This morning my father, Wladimiro Dorigo, was insigned of a Laurea Honoris Causa in Urbanistics by the Venice Institute of Urbanistics and Architecture (IUAV).
Wladimiro Dorigo was in charge of the urban plan of Venice in critical years of the post-war restructuring, from 1956 to 1958, but he continued to be involved in the problems of Venice and its surroundings both from a sociopolitical and a historical point of view.
Although he later became a Professor of medioeval art history, his most important books are centered on Venice in the ancient times, with research on the scientific evidence for the effects of climate change of the relationship of the city with its lagoon and waterways, and on the urbanistic and artistic life of Venice during the Romanic and medioeval periods.

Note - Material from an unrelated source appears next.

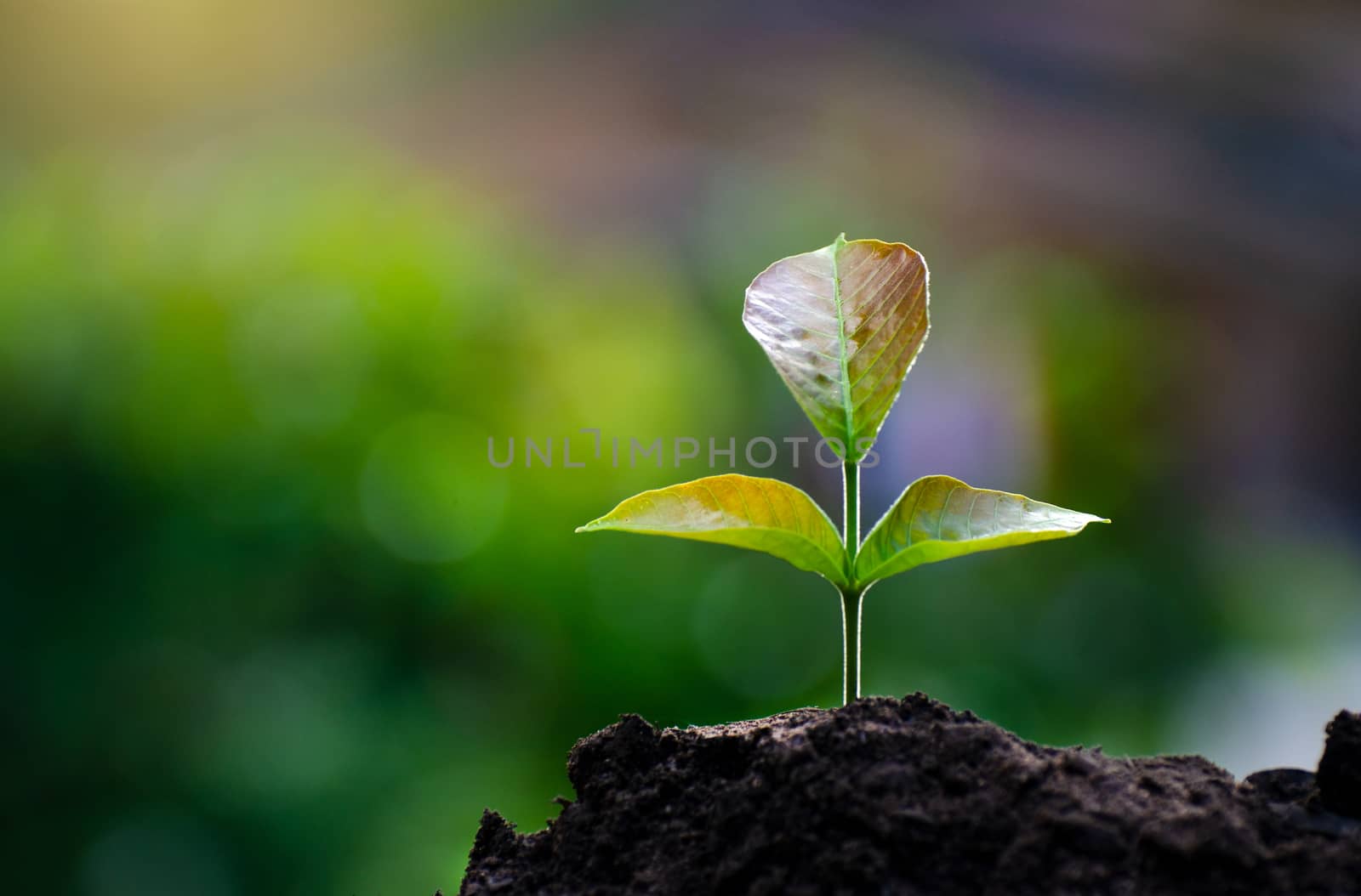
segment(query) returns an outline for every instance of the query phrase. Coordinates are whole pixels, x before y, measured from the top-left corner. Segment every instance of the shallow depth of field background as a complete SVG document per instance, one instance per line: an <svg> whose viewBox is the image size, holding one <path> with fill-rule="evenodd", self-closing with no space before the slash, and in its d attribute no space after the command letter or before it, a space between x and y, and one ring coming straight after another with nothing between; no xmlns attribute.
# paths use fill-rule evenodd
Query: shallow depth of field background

This morning Wladimiro gave a long lecture on the history of the last 50 years of Venice, its problems, the attempted solutions, and the entanglement of good and bad ideas for the solution of problems of Venice and its surroundings with political friction against their realization. He finished by warning against micromanagement and political and economical interests, which already killed Venice as a city (the 175000 inhabitants of the late 50's are now reduced to 58000) and threatens its existence in the present century, due to the insufficient measures against rapid climate change and the effects on the Venice lagoon, of which evidence has been brought by his studies of water levels in the medioeval ages as well as by ice core sampling in Greenland.